Function for reading bits

Question 1

I've made this simple function for reading N bits from an unsigned char* (with a possible offset) and I'm willing to share it here, get a review, suggestions for improving it, etc...

typedef struct bits_t {
 unsigned char *data;
 unsigned int len;
} bits_t;
bits_t *read_bits(unsigned char *src, int bits_offset, int nbits){
 unsigned int curr_bit, curr_byte, remaining_to_read, bit_position_in_byte;
 curr_bit = curr_byte = 0;
 remaining_to_read = nbits;
 bits_t *bits = malloc(sizeof(bits_t));
 bits->len = nbits;
 bits->data = calloc(1, bits->len);
 for(curr_bit = 1; curr_bit <= nbits; curr_bit++){
 if(curr_bit >= bits_offset && remaining_to_read){
 curr_byte = (curr_bit - 1) / 8;
 bit_position_in_byte = (curr_bit - 1) - (curr_byte * 8);
 bits->data[remaining_to_read - 1] = read_bit(src[curr_byte], bit_position_in_byte);
 remaining_to_read--;
 }
 }
 return bits;
}

Main:

unsigned char *x = "oo";
bits_t *bits = read_bits(x, 0, 16);
for(i = 0; i < bits->len; i++){
 printf("%d", bits->data[i]);
}

Result: 0110111101101111

Question 2

1. Your function is never called. 2. Have a look at this other question (or other similar questions) and note that your code could be made much shorter and faster.

Question 3

1. I'm just showing how I'm calling my function. Obviously, I'm doing that inside main... 2. Err... Do you even know what my function is doing?

Question 4

Thanks. I think it would be more efficient if you determined the input chars to iterate over and then placed the appropriate values (mostly one input byte at a time) into your struct. This should reduce the index calculations

Question 5

Your read_bit implementation seems to be missing. Is it a macro or an actual function?

Question 6

Use size_t rather than unsigned int for len and nbits. Maybe also bits_offset.

Question 7

Consider checking src[currentByte] for '0円' and abort when it's true (apparently the passed in string wasn't long enough). Depends on your usage though.
Alternatively to the previous point you could add a source_length parameter to let the caller supply the information of how long the sequence really is.

I would consider changing the interface slightly.

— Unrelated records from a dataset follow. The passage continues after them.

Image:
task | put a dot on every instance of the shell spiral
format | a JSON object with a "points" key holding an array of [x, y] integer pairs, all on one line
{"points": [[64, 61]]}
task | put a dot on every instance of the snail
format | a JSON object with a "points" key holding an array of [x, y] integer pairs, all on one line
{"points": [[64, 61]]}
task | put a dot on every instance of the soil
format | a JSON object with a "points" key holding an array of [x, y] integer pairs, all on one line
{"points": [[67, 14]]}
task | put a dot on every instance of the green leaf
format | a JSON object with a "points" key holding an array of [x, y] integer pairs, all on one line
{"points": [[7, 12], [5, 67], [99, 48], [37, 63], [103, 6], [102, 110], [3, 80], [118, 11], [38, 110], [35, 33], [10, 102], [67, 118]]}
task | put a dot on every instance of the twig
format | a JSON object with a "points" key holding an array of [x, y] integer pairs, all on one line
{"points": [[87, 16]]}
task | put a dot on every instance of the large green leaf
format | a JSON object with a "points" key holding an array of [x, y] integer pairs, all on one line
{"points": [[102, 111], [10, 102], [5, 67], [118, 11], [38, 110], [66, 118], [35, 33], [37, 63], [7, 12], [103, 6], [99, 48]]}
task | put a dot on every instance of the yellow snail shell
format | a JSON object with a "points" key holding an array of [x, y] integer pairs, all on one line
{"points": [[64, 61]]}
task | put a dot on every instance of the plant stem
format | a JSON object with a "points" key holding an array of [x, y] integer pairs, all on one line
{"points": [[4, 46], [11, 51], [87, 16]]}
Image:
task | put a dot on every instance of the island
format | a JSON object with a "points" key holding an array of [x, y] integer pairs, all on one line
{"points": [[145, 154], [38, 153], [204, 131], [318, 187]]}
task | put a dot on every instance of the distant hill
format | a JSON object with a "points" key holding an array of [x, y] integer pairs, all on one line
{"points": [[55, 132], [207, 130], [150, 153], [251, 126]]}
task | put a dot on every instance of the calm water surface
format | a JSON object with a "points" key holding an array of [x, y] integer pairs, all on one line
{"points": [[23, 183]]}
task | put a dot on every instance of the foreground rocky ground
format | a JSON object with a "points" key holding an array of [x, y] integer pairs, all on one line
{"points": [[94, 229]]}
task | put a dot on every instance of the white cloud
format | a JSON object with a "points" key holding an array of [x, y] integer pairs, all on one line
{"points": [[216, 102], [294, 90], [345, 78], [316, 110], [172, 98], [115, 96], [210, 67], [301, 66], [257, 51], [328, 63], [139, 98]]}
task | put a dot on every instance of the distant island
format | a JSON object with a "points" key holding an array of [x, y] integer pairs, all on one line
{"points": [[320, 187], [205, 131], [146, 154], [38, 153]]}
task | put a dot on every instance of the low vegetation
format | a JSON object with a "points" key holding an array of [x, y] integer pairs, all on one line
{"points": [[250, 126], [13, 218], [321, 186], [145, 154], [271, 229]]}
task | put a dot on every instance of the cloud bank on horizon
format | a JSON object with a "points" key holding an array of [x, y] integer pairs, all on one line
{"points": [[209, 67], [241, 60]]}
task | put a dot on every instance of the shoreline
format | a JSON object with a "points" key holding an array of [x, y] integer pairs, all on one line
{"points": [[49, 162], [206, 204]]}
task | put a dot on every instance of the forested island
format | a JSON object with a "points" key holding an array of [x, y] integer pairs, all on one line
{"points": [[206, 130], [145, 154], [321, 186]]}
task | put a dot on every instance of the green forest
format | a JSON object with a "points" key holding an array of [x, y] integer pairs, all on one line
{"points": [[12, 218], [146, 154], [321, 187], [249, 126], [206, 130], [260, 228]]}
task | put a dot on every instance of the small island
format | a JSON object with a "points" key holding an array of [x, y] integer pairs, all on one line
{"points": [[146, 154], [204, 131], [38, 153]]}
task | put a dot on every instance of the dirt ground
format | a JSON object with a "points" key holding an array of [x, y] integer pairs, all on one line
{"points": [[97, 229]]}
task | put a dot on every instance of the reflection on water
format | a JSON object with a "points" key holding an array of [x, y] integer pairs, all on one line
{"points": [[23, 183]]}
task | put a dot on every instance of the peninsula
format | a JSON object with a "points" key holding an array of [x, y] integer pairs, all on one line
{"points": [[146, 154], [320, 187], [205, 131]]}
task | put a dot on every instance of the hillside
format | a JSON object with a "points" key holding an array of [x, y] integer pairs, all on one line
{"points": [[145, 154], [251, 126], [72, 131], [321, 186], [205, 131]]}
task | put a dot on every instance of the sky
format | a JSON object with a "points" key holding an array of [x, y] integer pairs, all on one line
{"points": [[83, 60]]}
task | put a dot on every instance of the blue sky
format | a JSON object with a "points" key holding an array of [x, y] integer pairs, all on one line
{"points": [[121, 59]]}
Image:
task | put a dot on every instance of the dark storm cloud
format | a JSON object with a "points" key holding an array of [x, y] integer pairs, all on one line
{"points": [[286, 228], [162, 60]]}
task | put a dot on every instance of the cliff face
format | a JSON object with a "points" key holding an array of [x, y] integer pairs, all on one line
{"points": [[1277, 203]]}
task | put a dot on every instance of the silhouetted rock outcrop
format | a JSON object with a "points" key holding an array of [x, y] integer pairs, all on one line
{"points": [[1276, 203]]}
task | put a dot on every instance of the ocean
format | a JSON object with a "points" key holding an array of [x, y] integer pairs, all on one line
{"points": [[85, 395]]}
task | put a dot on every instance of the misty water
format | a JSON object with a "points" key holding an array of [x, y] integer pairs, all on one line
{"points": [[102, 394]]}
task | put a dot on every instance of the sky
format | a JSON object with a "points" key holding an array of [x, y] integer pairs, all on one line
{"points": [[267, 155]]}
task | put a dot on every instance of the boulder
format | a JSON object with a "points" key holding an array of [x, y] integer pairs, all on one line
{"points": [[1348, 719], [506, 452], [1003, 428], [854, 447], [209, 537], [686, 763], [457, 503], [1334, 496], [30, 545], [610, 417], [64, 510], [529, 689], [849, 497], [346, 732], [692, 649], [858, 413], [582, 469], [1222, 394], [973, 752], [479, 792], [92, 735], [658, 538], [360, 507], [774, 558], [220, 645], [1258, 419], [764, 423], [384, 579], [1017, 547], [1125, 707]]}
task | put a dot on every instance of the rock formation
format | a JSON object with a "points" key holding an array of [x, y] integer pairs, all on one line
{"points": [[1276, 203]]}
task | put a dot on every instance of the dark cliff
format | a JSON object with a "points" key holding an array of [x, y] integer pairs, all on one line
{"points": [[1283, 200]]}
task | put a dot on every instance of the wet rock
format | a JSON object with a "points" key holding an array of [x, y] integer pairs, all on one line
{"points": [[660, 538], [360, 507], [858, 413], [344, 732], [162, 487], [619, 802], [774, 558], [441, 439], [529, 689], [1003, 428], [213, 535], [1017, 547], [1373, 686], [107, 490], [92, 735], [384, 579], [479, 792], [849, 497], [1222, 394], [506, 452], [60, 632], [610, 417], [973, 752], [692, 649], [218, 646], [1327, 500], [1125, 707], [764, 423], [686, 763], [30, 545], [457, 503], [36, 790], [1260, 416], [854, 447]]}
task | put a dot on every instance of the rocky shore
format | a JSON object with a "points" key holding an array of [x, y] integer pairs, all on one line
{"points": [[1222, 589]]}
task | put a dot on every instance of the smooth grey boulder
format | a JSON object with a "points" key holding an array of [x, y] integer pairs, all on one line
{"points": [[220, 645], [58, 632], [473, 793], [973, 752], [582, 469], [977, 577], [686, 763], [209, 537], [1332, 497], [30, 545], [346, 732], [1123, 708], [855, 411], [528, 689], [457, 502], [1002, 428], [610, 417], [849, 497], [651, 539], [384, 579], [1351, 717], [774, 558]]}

Have some methods which manage the object for you:

bits_t *new_bits_t(int nbits)
{
 bits_t *res = malloc(sizeof(bits_t));
 res->data = calloc(nbits);
 res->len = nbits;
 return res;
}
// frees the memory allocated for the structure and sets the reference to NULL
void delete_bits_t(bits_t **bits)
{
 if (bits == NULL || *bits == NULL) return;
 free((*bits)->data);
 free(*bits);
 *bits = NULL;
}

Then your read_bits function could fill in the structure passed in and also return error code in case the reading failed (i.e. source is too short):

int read_bits(unsigned char *src, bits_t *bits, int bits_offset)
{
 ...
}

bit_position_in_byte = (curr_bit - 1) - (curr_byte * 8); should be equivalent to bit_position_in_byte = (curr_bit - 1) % 8;
Your loop is one based for some reason but inside the loop you have to subtract 1 from current_bit everywhere. You should just make your loop 0 based which would de-clutter the loop a bit.
I would find bit_in_byte just as descriptive a name as bit_position_in_byte.

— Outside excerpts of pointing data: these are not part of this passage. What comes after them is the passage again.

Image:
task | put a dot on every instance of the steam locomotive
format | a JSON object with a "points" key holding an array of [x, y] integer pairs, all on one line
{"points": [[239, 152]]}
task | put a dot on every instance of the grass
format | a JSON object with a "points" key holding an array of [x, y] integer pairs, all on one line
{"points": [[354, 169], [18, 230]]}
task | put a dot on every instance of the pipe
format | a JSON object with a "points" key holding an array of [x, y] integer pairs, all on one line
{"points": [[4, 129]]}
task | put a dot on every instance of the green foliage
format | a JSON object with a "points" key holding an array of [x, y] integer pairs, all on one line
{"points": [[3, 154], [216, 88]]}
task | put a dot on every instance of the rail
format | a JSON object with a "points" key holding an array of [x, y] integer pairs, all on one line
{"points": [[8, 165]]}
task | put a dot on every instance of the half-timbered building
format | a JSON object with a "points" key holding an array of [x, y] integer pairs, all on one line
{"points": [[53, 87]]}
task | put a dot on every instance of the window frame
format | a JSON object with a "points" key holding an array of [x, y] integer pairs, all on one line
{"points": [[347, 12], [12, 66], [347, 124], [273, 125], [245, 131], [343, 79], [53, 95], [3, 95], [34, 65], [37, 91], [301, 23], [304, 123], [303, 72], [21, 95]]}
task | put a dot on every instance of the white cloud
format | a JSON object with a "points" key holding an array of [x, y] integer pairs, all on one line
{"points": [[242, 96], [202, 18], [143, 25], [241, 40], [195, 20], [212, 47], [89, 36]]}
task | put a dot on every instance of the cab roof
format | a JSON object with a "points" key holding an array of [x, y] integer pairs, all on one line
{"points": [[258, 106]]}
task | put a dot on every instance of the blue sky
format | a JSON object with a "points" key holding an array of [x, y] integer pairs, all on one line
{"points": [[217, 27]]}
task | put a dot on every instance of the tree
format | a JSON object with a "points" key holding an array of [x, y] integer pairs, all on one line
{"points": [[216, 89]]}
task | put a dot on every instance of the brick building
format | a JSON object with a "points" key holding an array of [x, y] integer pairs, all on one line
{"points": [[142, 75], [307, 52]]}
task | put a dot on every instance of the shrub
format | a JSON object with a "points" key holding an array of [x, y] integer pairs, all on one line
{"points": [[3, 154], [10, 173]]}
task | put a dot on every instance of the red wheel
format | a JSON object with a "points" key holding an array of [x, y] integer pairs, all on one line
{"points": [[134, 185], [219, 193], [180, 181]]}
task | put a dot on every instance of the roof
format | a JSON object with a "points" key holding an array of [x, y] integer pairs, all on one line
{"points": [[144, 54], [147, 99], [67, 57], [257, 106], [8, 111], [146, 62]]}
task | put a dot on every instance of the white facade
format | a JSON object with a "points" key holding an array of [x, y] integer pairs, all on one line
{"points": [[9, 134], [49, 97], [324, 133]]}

You could get rid of the remaining_to_read by calculating the position:

for (curr_bit = 0; curr_bit < nbits; ++curr_bit) {
 input_bit = curr_bit + bits_offset - 1;
 input_byte = input_bit / 8;
 bit_in_byte = input_bit % 8;
 bits->data[nbits - curr_bit - 1] = read_bit(src[input_byte], bit_in_byte);
}

The loop apparently fills data from the end which seems little bit unexpected to me (kind of string reversal).

Question 8

Using _t as a suffix is reserved by POSIX. Also the structure is unnecessary. The len field is essentially unused - the caller knows the length already. So just allocate and return an array. Note that you need to check that the allocation succeeded.

Parameter src should be const

Why is everything unsigned except nbits? I would make all apart from the chars signed - making things unsigned adds nothing here and so is just 'noise'.

Variables should generally be defined one per line and initialised immediately - although it is better to define them at the point of first use.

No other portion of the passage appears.